Now here is a cheap library carefully selected, by judicious men, and instead of existing only in imagination, is ready for delivery. It cannot be called sectarian; since every volume meets the approbation of men of various sects. Among the officers of the American Sunday School Union, are Methodists, Baptists, Congregationalists, Presbyterians, Episcopalians, Lutherans, and we believe of several other denominations.— Nor can it well be objected that these books are already scattered through the community by means of our Sunday Schools, since not more than one third of our children and youth attend these schools, and not more than one third of that third have access to the books of the 'Union ;' and these, even only once or twice a month; so that unless 5000 books scattered over the whole country among at least 2,500,000 children afford a supply, such an objection can have but little weight.
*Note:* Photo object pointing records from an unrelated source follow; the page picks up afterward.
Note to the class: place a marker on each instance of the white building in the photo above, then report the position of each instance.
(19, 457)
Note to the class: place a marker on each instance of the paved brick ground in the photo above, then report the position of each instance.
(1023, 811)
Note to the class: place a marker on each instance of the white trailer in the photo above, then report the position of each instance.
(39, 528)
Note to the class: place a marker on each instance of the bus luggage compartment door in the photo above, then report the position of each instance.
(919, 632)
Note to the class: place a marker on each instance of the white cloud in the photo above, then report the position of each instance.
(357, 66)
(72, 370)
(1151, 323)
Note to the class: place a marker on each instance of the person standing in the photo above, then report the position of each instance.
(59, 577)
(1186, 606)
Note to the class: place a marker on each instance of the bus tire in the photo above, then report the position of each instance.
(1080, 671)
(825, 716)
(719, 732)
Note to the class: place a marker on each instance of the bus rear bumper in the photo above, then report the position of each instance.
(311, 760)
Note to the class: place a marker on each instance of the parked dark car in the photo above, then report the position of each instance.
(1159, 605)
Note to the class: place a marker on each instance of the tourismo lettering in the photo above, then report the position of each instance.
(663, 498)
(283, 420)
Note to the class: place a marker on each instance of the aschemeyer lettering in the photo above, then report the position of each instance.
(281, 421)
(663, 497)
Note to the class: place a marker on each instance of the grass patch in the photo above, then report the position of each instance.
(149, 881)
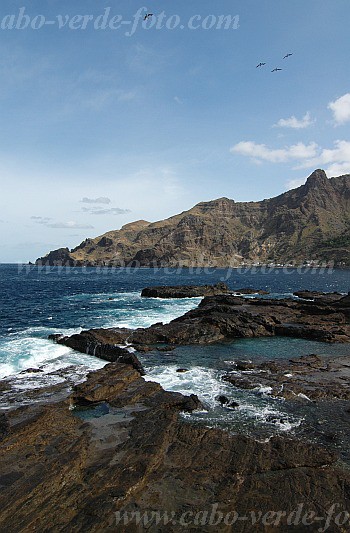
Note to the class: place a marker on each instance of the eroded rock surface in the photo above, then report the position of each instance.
(64, 469)
(224, 317)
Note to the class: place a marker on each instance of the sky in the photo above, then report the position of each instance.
(107, 118)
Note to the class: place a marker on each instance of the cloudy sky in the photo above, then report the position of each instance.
(106, 118)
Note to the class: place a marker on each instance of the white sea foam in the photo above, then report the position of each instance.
(204, 382)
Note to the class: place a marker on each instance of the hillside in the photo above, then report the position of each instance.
(311, 222)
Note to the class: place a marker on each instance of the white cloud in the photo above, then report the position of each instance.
(341, 109)
(100, 200)
(178, 100)
(69, 225)
(293, 122)
(337, 159)
(282, 155)
(108, 211)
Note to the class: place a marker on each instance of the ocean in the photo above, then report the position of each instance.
(38, 301)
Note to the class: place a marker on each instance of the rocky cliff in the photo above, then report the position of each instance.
(311, 222)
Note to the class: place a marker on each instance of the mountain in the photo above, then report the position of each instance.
(310, 223)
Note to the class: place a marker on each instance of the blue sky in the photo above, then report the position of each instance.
(100, 128)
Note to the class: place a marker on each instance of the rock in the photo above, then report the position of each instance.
(244, 365)
(222, 399)
(250, 291)
(184, 291)
(225, 402)
(92, 343)
(319, 296)
(309, 221)
(4, 426)
(61, 471)
(304, 378)
(31, 371)
(219, 318)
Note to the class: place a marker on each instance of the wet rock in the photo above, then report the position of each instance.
(244, 365)
(249, 290)
(305, 378)
(31, 371)
(219, 318)
(60, 472)
(223, 400)
(4, 425)
(96, 343)
(184, 291)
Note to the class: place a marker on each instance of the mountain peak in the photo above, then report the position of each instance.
(317, 179)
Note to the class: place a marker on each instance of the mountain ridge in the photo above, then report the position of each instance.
(308, 223)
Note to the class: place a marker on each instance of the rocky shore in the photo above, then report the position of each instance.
(81, 456)
(184, 291)
(225, 317)
(118, 444)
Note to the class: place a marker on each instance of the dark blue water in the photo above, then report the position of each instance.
(35, 302)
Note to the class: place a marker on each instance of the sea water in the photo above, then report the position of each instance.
(36, 302)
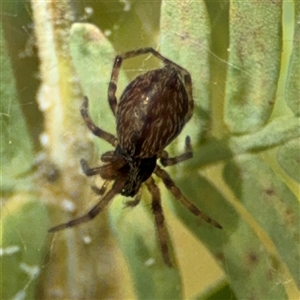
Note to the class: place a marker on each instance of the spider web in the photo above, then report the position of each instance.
(22, 107)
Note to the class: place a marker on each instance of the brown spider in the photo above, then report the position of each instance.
(150, 114)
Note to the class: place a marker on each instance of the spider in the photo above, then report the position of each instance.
(150, 114)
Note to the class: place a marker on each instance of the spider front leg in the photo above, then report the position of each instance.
(165, 160)
(93, 128)
(170, 185)
(159, 220)
(116, 189)
(112, 99)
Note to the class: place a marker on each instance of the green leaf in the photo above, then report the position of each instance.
(293, 79)
(184, 42)
(135, 232)
(236, 247)
(16, 147)
(251, 248)
(253, 65)
(219, 290)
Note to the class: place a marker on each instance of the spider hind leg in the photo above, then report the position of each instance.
(159, 221)
(170, 185)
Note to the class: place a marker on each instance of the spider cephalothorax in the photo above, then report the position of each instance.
(150, 114)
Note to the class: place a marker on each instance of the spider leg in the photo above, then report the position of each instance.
(170, 185)
(130, 54)
(93, 128)
(159, 220)
(106, 172)
(116, 188)
(165, 160)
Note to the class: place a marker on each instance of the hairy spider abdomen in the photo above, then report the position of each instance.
(152, 111)
(139, 171)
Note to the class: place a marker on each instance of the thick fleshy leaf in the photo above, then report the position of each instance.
(220, 290)
(261, 190)
(185, 42)
(292, 90)
(16, 147)
(136, 234)
(253, 65)
(237, 246)
(288, 158)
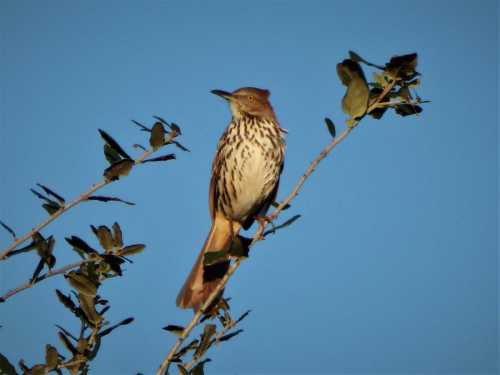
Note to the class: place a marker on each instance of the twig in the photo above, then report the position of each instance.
(5, 253)
(50, 273)
(258, 234)
(256, 238)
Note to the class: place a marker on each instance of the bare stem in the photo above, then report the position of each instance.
(84, 196)
(256, 238)
(50, 273)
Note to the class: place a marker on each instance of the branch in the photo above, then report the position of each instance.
(83, 197)
(256, 238)
(50, 273)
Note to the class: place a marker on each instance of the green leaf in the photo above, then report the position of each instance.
(80, 246)
(6, 368)
(81, 283)
(87, 304)
(160, 158)
(331, 127)
(101, 198)
(51, 357)
(213, 257)
(176, 330)
(113, 144)
(111, 155)
(240, 246)
(199, 368)
(132, 249)
(52, 193)
(67, 343)
(105, 238)
(157, 138)
(117, 235)
(206, 339)
(119, 169)
(8, 229)
(402, 67)
(182, 370)
(230, 335)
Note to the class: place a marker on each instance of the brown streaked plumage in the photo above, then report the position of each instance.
(245, 178)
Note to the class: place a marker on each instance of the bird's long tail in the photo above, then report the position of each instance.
(204, 279)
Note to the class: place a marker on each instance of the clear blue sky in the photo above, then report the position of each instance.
(393, 266)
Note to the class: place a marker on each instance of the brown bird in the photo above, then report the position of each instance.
(245, 178)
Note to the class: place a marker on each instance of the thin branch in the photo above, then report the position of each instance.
(83, 197)
(258, 236)
(50, 273)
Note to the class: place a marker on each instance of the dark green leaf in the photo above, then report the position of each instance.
(331, 127)
(181, 146)
(87, 304)
(402, 67)
(66, 332)
(160, 158)
(67, 344)
(80, 246)
(175, 128)
(38, 269)
(408, 109)
(82, 283)
(51, 208)
(113, 144)
(199, 368)
(101, 198)
(66, 300)
(182, 370)
(206, 339)
(105, 238)
(230, 335)
(111, 155)
(143, 128)
(176, 330)
(132, 249)
(6, 368)
(243, 316)
(51, 357)
(283, 225)
(52, 193)
(117, 235)
(157, 138)
(118, 169)
(213, 257)
(240, 246)
(8, 229)
(276, 205)
(355, 57)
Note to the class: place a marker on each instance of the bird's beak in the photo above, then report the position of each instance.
(223, 94)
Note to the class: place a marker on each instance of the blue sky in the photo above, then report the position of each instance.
(393, 266)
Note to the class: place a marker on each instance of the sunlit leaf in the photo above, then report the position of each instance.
(331, 127)
(101, 198)
(81, 283)
(176, 330)
(132, 249)
(230, 335)
(117, 235)
(160, 158)
(118, 169)
(157, 138)
(8, 229)
(113, 144)
(52, 193)
(213, 257)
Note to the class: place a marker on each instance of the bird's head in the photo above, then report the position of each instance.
(248, 101)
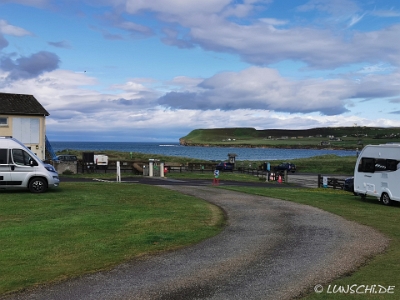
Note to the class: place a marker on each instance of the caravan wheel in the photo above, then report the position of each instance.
(386, 199)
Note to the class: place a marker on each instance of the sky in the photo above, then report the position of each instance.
(154, 70)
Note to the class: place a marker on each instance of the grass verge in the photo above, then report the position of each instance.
(85, 227)
(382, 270)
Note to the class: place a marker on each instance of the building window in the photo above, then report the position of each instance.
(3, 121)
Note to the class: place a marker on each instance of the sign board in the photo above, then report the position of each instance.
(325, 181)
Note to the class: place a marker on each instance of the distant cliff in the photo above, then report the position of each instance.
(314, 138)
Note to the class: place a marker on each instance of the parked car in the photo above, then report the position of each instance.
(285, 167)
(67, 158)
(224, 166)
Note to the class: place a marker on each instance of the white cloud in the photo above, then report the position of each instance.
(6, 28)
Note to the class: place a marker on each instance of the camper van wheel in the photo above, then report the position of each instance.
(386, 199)
(37, 185)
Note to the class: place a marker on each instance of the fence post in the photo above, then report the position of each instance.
(319, 180)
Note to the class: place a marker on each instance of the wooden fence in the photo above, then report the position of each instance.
(335, 183)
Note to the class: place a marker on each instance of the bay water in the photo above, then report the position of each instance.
(205, 153)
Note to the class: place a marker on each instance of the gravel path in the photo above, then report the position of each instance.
(271, 249)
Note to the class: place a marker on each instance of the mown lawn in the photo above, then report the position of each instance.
(383, 270)
(85, 227)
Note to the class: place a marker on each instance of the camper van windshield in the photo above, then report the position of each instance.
(20, 157)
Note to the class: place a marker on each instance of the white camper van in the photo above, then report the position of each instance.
(377, 172)
(21, 168)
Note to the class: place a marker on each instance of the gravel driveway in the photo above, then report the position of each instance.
(271, 249)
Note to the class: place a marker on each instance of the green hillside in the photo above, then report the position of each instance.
(323, 137)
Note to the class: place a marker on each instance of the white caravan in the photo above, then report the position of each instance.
(21, 168)
(377, 172)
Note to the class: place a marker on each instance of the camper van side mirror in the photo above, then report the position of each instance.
(32, 163)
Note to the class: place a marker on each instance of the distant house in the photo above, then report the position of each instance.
(23, 117)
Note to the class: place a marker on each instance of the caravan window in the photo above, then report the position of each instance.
(20, 157)
(3, 156)
(392, 164)
(367, 165)
(371, 165)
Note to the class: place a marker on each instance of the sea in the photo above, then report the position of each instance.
(204, 153)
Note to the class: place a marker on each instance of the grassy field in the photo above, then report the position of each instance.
(331, 137)
(382, 270)
(46, 237)
(85, 227)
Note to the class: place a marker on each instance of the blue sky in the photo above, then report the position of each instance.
(153, 70)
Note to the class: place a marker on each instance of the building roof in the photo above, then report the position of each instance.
(19, 104)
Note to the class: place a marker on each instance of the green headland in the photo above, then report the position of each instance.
(315, 138)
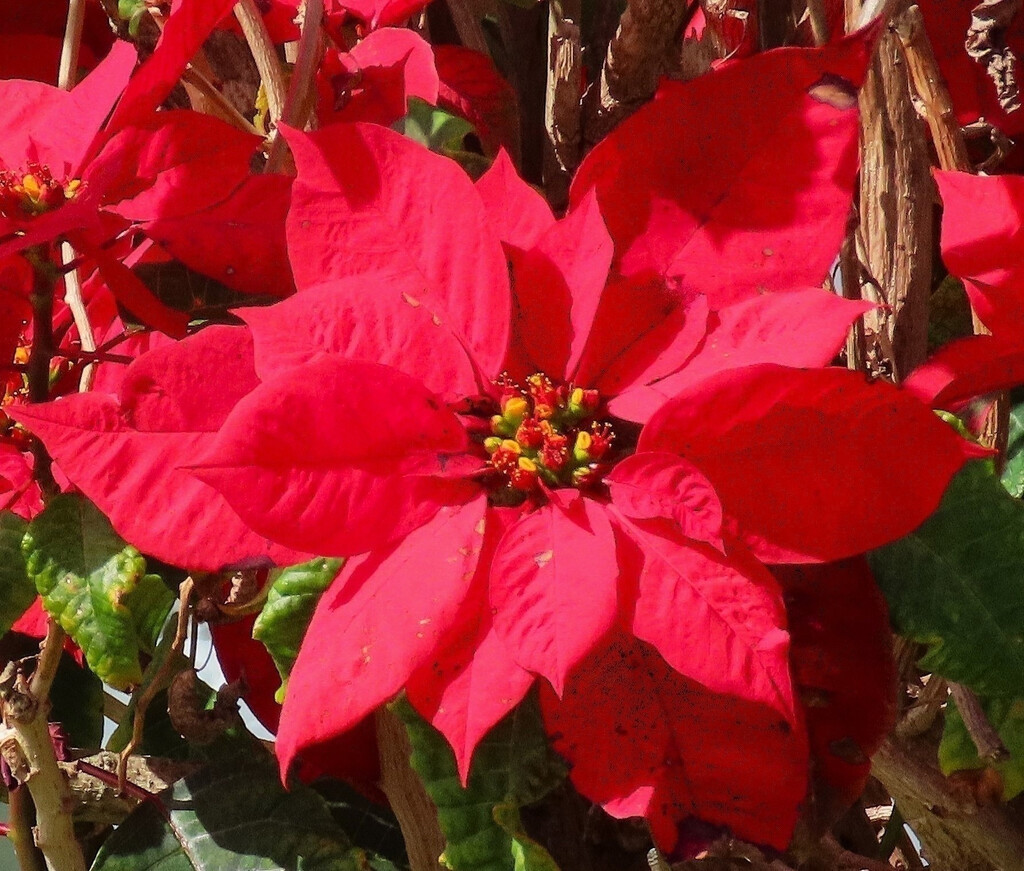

And as to any competition with the American Society for the Diffusion of Useful Knowledge, we think, on the contrary, that it will be the best possible means of preparing the way for the volumes which that Society proposes to issue.

We had almost forgotten to say that the plan meets the entire approbation of good and intelligent men of various parties and sects, in various parts of the country,among whom are Bishop Mc Ilvaine of Ohio, Gov.Vroom of New Jersey, Chancellor Walworth of New York, Judge Daggett of Connecticut, Hon. Henry Potter of North Carolina, Hon. Francis S. Key, D. C., and Pres. Olin of Randolph-Macon College.